Originally Posted by Walden
I want to be still, be calm, and to not go anywhere far from ‘home’ for quite a long time.

Guess that’s why I chose my login name –after Henry who said “I went to the woods because I wished to live deliberately, to front only the essential facts of life, and see if I could not learn what it had to teach, and not, when I came to die, discover that I had not lived. I did not wish to live what was not life, living is so dear; nor did I wish to practise resignation, unless it was quite necessary”.

Life here in NZ this time has brought many lessons, maybe this was our version of going to “the woods”, to let life slow down so we could breath, and to see that the life we had been living in the UK was not really a life.

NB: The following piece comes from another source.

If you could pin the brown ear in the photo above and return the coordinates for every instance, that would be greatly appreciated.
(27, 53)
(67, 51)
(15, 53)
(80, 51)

Living is dear, and I don’t want to just be resigned to live here with this feeling, so now its time to go.

I hope the feeling of uncertainty and fear will go away though.
Poignant first post Walden .

When a person looks for stillness and peace, it seems to me that it is usually at a time during or after great struggle & turmoil. Doesn't matter whether it is inside of yourself or from events around you.
This can take a huge toll on the ability to think clearly as it takes all your energy and leaves you exhausted .

Who, besides your partner, knows about how you are feeling?
I'm with Jan and Waikatoman really . I feel that you should speak about your inner self ,as it is at present, with a doctor or a counsellor if you haven't done so already.

If you are to make this move, do so with your sights set to the horizon . Not from a place of virtual despair.


Please do feel totally free to write here. Someone is always about to lend an ear.